Some governments have begun building transparency considerations into their use of algorithms and machine learning. Allegheny County, Pennsylvania provides one such example. In August 2016, the county implemented an algorithm-based tool—the Allegheny Family Screening Tool—to assess risks to children in suspected abuse or endangerment cases.13 The tool conducts a statistical analysis of more than 100 variables in order to assign a risk score of 1 to 20 to each incoming call reporting suspected child mistreatment.14 Call screeners at the Office of Children, Youth, and Families consult the algorithm’s risk assessment to help determine which cases to investigate. Studies suggest that the tool has enabled a double-digit reduction in the percentage of low-risk cases proposed for review as well as a smaller increase in the percentage of high-risk calls marked for investigation.15

Like other risk assessment tools, the Allegheny Family Screening Tool has received criticism for potential inaccuracies or bias stemming from its underlying data and proxies.

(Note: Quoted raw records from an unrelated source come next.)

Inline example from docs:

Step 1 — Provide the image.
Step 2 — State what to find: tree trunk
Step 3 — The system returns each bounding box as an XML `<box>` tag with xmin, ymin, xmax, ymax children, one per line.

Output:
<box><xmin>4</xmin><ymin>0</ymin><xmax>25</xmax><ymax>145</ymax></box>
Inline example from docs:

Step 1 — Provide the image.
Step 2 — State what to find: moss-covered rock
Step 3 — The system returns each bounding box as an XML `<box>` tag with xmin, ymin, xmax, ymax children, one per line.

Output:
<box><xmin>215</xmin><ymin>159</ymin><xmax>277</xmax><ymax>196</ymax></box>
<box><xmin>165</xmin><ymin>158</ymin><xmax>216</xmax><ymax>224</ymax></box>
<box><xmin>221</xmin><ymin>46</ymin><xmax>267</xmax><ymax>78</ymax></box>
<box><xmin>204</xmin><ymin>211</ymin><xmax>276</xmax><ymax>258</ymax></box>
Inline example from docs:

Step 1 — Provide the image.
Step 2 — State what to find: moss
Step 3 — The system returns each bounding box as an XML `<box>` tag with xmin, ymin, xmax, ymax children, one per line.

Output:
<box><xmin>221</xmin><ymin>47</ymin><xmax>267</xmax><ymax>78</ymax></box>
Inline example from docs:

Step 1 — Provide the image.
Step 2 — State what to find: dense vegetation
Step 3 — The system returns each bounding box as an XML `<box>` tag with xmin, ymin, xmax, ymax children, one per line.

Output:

These concerns underscore the importance of the continued evolution of these tools. Yet the Allegheny County case also exemplifies potential practices to increase transparency. Developed by academics in the fields of social welfare and data analytics, the tool is county-owned and was implemented following an independent ethics review.16 County administrators discuss the tool in public sessions, and call screeners use it only to decide which calls to investigate rather than as a basis for more drastic measures. The county’s steps demonstrate one way that government agencies can help increase accountability around their use of algorithms.

Are you ready to manage algorithmic risks?

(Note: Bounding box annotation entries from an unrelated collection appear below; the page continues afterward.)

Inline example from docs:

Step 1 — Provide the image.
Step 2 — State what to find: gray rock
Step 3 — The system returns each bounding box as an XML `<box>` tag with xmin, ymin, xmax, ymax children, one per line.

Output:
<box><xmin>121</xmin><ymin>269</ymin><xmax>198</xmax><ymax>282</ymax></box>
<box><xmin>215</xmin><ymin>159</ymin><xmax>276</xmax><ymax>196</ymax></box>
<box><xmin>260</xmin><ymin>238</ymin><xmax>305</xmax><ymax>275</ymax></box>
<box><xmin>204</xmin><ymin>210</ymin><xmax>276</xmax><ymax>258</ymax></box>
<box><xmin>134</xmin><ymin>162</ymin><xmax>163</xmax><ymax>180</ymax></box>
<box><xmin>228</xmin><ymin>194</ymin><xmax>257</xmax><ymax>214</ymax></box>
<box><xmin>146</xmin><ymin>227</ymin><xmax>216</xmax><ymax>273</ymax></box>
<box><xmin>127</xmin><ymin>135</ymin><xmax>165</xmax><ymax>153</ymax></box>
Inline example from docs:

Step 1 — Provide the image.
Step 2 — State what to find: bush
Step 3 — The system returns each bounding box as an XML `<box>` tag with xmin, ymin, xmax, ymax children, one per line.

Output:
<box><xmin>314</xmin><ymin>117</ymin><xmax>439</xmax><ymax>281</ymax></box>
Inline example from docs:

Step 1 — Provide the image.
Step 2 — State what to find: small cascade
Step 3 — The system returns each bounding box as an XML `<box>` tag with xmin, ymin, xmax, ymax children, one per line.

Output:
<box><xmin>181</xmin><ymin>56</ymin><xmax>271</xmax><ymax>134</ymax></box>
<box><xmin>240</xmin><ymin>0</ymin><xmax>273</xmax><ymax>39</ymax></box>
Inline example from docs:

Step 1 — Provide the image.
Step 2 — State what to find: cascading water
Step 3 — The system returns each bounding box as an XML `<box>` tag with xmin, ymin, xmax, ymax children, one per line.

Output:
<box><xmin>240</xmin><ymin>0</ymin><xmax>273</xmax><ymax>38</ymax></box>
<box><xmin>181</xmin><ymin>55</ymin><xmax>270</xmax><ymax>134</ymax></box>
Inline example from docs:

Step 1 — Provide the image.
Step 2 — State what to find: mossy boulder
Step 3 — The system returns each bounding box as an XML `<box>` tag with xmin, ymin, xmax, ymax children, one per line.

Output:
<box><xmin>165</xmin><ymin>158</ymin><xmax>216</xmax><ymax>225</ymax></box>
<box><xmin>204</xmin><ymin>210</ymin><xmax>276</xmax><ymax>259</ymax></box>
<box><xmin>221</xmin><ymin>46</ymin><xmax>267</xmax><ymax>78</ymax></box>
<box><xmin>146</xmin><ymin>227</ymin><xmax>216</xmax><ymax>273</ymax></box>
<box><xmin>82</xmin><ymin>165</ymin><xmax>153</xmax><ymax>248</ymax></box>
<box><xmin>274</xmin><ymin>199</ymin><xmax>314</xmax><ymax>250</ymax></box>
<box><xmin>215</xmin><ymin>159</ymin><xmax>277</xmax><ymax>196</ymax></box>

A good starting point for implementing an algorithmic risk management framework is to ask important questions about your agency’s preparedness to manage algorithmic risks. For example:

  • Where are algorithms deployed in your government organization or body, and how are they used?
  • What is the potential impact should those algorithms function improperly?
  • How well does senior management within your organization understand the need to manage algorithmic risks?
  • What is the governance structure for overseeing the risks emanating from algorithms?

Adopting effective algorithmic risk management practices is not a journey that government agencies need to take alone. The growing awareness of algorithmic risks among researchers, consumer advocacy groups, lawmakers, regulators, and other stakeholders should contribute to a growing body of knowledge about algorithmic risks and, over time, risk management standards. In the meantime, it’s important for CDOs to evaluate their use of algorithms in high-risk and high-impact situations and implement leading practices to manage those risks intelligently so that their organizations can harness algorithms to enhance public value.

The rapid proliferation of powerful algorithms in many facets of government operations is in full swing and will likely continue unabated for years to come. The use of intelligent algorithms offers a wide range of potential benefits to governments, including improved decision-making, strategic planning, operational efficiency, and even risk management. But in order to realize these benefits, organizations will likely need to recognize and manage the inherent risks associated with the design, implementation, and use of algorithms—risks that could increase unless governments invest thoughtfully in algorithmic risk management capabilities.